What is Flourish by Martin E. P. Seligman about? What’s the key to living well and enjoying life to the fullest?
Many of us think happiness is the answer to a good life. In his book Flourish, Martin E. P. Seligman challenges this idea and argues that there’s more to life than happiness.
Read below for a brief Flourish book overview.
Flourish by Martin E. P. Seligman
In his book Flourish, psychologist Martin E. P. Seligman argues that in our quest to flourish as humans, other aspects of life matter just as much as, if not more, than happiness. He proposes that instead of prioritizing happiness as the gateway to a good life, we—as individuals and as a society—should cultivate well-being, which is a blend of five elements: positive emotion, engagement, meaning, relationships, and achievement. We can fortify these pillars of well-being by applying the principles of positive psychology in our lives and society, so that the whole world can learn to flourish.

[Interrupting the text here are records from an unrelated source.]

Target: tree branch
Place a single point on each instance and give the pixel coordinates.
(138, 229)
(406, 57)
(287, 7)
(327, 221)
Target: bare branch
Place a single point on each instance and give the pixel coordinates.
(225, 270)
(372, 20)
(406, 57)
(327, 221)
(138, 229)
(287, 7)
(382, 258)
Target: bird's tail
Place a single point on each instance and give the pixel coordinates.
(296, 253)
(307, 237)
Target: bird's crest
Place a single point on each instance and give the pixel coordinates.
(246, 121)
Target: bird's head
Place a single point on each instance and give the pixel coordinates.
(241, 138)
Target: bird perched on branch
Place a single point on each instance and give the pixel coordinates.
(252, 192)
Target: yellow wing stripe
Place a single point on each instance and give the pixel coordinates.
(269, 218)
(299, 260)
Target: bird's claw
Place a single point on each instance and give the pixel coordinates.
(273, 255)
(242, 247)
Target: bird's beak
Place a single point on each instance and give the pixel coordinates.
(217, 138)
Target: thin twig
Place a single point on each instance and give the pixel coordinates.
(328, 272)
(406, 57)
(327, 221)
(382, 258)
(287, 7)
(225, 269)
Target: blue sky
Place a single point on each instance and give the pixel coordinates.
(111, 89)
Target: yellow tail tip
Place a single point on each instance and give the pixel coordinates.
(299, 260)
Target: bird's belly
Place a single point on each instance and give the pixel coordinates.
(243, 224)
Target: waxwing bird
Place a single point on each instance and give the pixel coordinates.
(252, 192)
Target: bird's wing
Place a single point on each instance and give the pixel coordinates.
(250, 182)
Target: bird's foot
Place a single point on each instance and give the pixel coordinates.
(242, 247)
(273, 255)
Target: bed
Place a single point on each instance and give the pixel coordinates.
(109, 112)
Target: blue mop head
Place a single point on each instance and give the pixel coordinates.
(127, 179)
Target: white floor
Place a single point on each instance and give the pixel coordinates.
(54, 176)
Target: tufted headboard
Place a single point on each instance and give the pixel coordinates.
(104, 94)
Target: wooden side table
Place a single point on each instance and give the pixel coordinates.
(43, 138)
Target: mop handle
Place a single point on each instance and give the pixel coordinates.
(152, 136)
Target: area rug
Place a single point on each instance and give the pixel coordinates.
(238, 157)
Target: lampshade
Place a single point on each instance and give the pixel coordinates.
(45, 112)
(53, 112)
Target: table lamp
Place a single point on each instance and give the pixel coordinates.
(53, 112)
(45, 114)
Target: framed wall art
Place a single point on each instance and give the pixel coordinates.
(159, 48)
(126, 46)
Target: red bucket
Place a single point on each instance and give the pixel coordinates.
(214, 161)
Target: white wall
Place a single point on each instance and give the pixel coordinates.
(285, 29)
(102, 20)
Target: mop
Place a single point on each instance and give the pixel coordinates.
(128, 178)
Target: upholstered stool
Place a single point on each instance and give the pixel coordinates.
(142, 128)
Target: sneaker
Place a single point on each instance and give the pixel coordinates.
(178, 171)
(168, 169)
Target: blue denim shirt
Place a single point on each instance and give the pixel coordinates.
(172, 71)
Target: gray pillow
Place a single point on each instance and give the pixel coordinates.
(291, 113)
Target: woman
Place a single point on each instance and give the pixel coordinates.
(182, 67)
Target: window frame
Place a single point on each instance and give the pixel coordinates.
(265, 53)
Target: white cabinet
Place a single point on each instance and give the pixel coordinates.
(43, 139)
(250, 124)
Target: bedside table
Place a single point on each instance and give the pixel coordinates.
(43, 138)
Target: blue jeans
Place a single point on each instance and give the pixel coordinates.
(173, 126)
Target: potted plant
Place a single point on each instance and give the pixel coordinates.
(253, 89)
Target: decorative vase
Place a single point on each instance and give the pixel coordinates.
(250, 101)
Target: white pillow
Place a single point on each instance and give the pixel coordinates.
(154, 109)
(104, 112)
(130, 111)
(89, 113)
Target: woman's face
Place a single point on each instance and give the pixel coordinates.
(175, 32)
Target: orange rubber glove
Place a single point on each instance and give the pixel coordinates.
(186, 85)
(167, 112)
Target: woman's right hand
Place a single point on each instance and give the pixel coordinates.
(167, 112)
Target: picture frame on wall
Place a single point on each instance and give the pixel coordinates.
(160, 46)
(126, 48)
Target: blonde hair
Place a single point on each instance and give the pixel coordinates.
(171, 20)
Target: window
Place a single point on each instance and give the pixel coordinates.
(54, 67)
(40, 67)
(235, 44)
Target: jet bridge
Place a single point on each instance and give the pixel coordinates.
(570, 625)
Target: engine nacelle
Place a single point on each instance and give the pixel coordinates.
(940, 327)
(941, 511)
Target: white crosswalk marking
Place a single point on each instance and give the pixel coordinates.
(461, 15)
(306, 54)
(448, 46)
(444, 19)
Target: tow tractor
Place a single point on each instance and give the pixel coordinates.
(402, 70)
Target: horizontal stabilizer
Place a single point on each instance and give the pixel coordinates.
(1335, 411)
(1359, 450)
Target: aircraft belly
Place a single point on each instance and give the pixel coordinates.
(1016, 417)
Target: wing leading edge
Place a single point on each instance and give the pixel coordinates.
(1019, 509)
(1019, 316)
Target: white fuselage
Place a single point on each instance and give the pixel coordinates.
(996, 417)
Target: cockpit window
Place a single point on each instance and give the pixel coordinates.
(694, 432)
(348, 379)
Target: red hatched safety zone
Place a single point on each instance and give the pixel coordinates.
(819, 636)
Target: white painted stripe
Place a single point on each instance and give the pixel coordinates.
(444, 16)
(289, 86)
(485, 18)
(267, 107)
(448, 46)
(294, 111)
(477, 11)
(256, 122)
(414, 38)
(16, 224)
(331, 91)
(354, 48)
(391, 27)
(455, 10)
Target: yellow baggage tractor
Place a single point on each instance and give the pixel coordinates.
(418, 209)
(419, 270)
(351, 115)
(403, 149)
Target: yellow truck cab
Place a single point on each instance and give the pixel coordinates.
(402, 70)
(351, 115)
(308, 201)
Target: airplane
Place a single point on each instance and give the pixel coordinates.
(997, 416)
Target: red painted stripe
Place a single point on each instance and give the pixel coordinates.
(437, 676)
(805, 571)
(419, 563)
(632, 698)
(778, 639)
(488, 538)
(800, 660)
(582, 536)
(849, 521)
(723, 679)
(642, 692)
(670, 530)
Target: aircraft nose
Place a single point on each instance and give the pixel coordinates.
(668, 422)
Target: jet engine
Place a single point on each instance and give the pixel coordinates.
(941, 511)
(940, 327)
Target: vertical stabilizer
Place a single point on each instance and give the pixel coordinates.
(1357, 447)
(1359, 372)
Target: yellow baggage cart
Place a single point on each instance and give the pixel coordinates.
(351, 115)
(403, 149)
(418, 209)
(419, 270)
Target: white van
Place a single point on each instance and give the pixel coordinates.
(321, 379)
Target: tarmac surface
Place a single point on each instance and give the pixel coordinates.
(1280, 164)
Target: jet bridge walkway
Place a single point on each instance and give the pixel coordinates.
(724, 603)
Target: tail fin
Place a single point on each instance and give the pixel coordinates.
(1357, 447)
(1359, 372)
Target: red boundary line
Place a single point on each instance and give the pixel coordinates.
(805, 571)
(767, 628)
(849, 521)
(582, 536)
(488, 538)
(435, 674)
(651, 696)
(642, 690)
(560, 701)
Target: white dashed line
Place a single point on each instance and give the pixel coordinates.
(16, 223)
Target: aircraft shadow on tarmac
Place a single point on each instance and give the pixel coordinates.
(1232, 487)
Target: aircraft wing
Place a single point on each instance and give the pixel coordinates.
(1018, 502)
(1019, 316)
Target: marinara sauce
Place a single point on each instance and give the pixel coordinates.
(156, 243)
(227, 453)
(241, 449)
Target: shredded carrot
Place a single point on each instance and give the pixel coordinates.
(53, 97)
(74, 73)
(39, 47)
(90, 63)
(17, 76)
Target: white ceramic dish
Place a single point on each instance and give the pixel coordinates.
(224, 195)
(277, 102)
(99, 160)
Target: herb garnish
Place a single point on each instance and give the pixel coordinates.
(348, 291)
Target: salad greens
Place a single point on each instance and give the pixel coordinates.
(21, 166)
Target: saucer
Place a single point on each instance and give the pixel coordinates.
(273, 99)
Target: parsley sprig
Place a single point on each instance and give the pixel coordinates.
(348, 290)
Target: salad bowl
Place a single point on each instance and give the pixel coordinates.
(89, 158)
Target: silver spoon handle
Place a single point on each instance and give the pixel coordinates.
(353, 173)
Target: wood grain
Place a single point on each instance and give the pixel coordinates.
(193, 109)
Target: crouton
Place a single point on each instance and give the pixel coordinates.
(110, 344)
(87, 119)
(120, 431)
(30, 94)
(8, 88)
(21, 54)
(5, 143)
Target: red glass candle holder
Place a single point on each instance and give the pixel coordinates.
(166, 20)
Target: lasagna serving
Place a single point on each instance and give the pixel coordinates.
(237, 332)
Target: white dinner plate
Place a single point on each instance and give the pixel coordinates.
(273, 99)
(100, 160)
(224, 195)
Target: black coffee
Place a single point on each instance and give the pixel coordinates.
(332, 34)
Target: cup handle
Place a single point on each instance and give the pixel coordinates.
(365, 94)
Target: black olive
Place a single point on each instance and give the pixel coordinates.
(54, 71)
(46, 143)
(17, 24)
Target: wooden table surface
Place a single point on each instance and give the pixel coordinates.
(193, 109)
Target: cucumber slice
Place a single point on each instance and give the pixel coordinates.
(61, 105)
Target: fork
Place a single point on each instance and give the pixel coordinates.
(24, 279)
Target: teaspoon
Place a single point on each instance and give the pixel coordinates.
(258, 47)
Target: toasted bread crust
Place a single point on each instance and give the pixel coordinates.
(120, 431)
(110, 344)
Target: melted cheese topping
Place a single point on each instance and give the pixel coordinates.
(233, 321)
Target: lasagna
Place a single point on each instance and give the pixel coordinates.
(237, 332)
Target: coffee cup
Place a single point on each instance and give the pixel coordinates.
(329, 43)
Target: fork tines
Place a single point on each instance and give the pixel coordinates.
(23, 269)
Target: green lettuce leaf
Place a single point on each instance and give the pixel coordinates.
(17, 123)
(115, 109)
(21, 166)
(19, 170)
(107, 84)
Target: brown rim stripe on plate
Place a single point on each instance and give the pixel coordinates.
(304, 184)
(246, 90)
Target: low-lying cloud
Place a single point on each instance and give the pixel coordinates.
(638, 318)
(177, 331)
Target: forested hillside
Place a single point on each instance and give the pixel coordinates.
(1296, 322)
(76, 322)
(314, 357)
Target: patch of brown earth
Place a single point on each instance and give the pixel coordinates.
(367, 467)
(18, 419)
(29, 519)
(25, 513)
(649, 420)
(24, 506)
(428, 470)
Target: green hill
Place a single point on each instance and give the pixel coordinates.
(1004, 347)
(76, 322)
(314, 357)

Seligman is a psychologist, professor, and pioneer of positive psychology, a branch of psychology that studies how people can experience more positive emotions and lead richer lives. He’s the director of the Penn Positive Psychology Center and once served as the president of the American Psychological Association (APA). His other best-selling books include Learned Optimism and Authentic Happiness.
Well-Being Is the Key to Flourishing
We often think happiness is the key to flourishing—to living a rich, joyful, and fulfilling life. That’s what Seligman once believed, too, when he wrote his previous book, Authentic Happiness. But now, a decade later, he has a new theory—that well-being, not happiness, is the key to a good life. He argues that happiness rests too heavily on having a positive mood, which isn’t a reliable indicator of a meaningful life. Well-being, on the other hand, is an interplay of multiple factors that enrich your life, with none being more important than the others.
The Five Elements of Well-Being
According to Seligman, there are five key elements of well-being:
1. Positive Emotions—Temporary pleasurable experiences such as joy, excitement, and warmth that we enjoy having.
2. Engagement—A state of flow, which we experience when we’re completely absorbed in an activity. This usually happens when we’re doing an activity that’s challenging, enjoyable, and involves our strengths. For example, you might be in flow while performing music, practicing a sport, playing video games, working on your car, or creating artwork.
3. Meaning—A sense that we belong and contribute to a purpose larger than ourselves.
4. Positive Relationships—Having close, social connections with others. Having positive relationships counteracts loneliness, stress, and depression because humans are social by nature.
5. Accomplishment—A feeling of success for having mastered and achieved our goals.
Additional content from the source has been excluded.